Oldest Recorded Toxic Algal Bloom
2Studying toxic algal blooms is common these days, with science advancing to the point that researchers can tease out all sorts of dynamics involved in the creation and proliferation of the blooms. These relate to things like weather patterns and nutrient runoff, even down to the roles of different forms of nitrogen and phosphorus. But before those leaps could be made, the blooms had to be observed and described in the first place.
Scientists at Australia’s Flinders University think they may have pinpointed the very first record of a toxic algal bloom. The researchers believe that it took place in a Polish water body, Tuchomskie Lake, during the 17th century.
This was revealed through a search of archived papers published in the journal Philosophical Transactions of the Royal Society. The paper investigators found, submitted to the publication by Christopher Kirkby, a merchant, traveler and lay scientist, described the deaths of dogs, cattle and birds after the animals drank from an area of the lake that had a “hairy efflorescence.”
The dogs that came into contact with the shallow, green-glowing waters died suddenly, according to the paper. Some horses that were led to clearer waters to drink, however, didn’t get sick from the bloom.
The paper was submitted to the journal in 1672, pushing back the oldest-known record of a toxic cyanobacteria bloom by about 200 years, scientists say.

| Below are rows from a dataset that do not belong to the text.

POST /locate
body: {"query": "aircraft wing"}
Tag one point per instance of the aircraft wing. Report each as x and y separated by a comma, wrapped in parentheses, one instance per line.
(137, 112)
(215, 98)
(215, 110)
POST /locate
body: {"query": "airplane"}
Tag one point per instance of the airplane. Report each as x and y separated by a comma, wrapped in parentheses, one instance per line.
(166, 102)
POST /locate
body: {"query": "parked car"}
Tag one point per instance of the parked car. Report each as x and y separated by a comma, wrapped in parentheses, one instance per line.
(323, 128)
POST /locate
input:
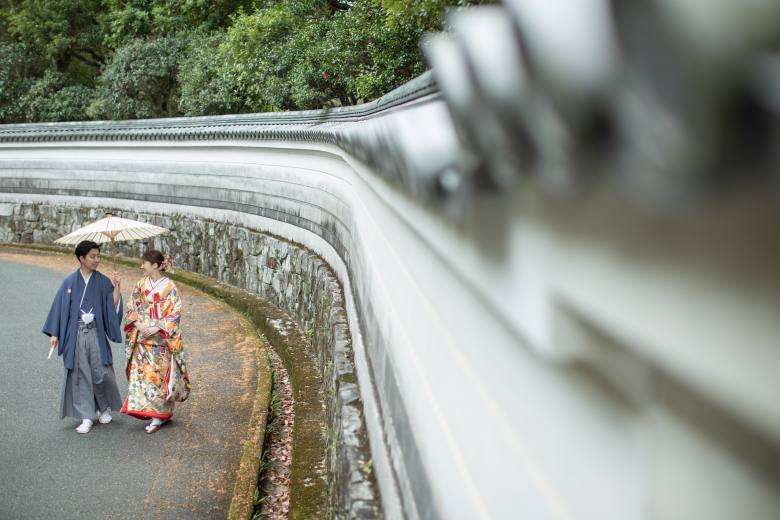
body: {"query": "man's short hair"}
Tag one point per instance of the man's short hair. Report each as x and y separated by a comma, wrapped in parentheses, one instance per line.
(84, 247)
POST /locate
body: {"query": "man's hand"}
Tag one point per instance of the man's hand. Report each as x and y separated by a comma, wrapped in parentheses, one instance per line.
(149, 331)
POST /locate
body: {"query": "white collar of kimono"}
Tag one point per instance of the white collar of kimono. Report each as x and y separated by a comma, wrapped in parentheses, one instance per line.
(156, 286)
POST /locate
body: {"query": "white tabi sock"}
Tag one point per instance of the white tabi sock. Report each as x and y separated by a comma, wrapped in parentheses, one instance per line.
(85, 426)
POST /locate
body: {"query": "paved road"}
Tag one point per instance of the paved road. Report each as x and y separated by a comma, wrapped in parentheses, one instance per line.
(117, 470)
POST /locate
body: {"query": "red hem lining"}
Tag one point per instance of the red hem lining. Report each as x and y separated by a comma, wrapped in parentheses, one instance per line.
(143, 414)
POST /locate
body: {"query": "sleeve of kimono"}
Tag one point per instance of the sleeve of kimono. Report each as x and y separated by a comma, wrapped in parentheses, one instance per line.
(169, 325)
(132, 316)
(52, 325)
(113, 313)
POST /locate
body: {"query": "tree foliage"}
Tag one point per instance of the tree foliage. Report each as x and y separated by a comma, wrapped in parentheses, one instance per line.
(125, 59)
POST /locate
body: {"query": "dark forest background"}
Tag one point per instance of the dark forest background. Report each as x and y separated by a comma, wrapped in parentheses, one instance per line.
(65, 60)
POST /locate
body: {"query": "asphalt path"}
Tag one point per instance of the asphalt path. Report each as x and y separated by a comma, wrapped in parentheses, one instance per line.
(47, 470)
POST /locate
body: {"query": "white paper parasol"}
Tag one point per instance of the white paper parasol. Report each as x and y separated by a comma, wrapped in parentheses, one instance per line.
(112, 229)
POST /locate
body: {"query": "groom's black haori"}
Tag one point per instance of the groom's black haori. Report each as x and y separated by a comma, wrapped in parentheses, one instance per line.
(84, 318)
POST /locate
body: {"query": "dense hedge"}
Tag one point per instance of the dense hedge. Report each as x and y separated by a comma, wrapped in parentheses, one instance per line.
(63, 60)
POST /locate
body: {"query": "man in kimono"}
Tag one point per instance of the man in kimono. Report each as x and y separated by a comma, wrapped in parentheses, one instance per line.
(85, 315)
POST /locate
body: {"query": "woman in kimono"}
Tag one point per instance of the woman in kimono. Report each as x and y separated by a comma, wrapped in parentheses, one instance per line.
(154, 345)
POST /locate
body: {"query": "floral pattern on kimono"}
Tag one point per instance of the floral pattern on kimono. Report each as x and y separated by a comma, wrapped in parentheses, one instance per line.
(149, 360)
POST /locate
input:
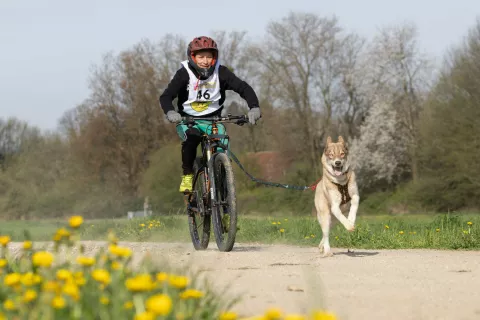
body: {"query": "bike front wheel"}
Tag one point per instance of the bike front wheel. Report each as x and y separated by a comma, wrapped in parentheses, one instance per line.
(224, 212)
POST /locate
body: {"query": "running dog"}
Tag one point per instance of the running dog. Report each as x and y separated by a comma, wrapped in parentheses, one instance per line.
(337, 191)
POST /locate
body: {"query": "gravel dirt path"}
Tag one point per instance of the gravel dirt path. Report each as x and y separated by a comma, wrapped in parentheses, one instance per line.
(358, 284)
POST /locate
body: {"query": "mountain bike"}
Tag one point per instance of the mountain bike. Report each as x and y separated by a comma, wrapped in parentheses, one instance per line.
(213, 199)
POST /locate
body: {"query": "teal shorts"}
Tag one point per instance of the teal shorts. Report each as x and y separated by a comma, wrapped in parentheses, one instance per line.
(203, 126)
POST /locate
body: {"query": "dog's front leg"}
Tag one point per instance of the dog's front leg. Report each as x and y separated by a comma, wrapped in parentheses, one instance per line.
(352, 214)
(338, 214)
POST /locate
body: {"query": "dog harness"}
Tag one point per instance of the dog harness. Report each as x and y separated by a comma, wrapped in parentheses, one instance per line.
(344, 192)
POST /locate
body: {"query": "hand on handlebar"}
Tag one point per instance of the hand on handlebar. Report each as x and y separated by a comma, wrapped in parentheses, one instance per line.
(253, 115)
(173, 116)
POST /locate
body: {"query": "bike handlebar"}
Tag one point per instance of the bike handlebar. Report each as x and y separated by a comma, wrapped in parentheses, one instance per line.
(240, 120)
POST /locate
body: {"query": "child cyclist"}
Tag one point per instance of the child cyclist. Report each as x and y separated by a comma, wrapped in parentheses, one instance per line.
(200, 86)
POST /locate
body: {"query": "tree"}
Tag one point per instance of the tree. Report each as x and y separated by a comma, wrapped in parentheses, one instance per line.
(449, 140)
(16, 136)
(303, 62)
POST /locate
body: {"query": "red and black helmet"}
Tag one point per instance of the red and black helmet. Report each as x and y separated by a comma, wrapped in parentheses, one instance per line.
(198, 44)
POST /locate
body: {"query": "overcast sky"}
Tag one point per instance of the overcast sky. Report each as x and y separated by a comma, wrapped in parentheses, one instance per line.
(47, 47)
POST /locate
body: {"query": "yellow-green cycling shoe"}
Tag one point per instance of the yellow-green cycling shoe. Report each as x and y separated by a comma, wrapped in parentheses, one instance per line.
(187, 181)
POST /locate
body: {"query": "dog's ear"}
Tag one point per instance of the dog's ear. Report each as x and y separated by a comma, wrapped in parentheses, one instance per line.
(340, 140)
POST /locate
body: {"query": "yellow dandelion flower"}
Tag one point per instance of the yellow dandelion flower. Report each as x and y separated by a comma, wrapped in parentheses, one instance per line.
(119, 251)
(4, 240)
(9, 305)
(12, 279)
(162, 276)
(64, 274)
(79, 279)
(273, 314)
(27, 245)
(101, 275)
(179, 282)
(145, 316)
(228, 315)
(85, 261)
(159, 304)
(71, 290)
(139, 283)
(60, 234)
(29, 295)
(50, 286)
(75, 221)
(180, 316)
(30, 279)
(191, 293)
(42, 259)
(116, 265)
(294, 317)
(58, 302)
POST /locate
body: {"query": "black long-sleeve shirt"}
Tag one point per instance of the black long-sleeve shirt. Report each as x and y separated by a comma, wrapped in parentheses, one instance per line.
(228, 81)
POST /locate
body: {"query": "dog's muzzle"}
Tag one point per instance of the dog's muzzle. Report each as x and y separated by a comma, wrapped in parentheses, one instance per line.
(337, 170)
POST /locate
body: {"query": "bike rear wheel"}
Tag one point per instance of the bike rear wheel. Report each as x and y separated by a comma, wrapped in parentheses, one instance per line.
(225, 212)
(198, 216)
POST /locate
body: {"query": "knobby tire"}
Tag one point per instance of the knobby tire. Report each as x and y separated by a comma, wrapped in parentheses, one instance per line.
(224, 191)
(202, 218)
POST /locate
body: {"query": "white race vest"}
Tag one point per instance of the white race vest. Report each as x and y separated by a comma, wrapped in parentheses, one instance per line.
(203, 98)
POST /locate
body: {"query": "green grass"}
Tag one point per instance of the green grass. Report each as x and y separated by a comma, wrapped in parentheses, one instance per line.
(441, 231)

That means it could have been read by some of the great scientific minds of history, including Isaac Newton who joined the Royal Society in the same year the article was published.
Though it’s impossible to say for sure that what Kirkby observed was a toxic bloom, Flinders researchers say that its description is consistent with modern-day understanding of how the blooms behave.
The other study once thought to be the earliest description of a toxic algal bloom was published in 1878 in the journal Nature by George Francis, a South Australian chemist. In that paper, he described surveying the shores of Australia’s Lake Alexandrina to find the cause of livestock deaths occurring nearby.
Know of an earlier record describing a toxic algal (cyanobacteria) bloom? How would you describe an algal bloom if you’d never seen one before? Please consider leaving a comment to share your thoughts!
This finding is fascinating, however, the first observation of an algal (red-tide) bloom should be the “First Plague” of Egypt, described in the Bible, that “turned the Nile River red”. Of course, it’s impossible to say whether this was a bloom or not, the description is consistent to a red tide.
I’m not sure what is considered verified, but I just published a paper in Ecosystems and found cylindrospermopsin over 4,000 ybp in a sediment core from from Lake Griffin, FL USA. Would love to see what people think. M. N. Waters. It’s in online first pubs.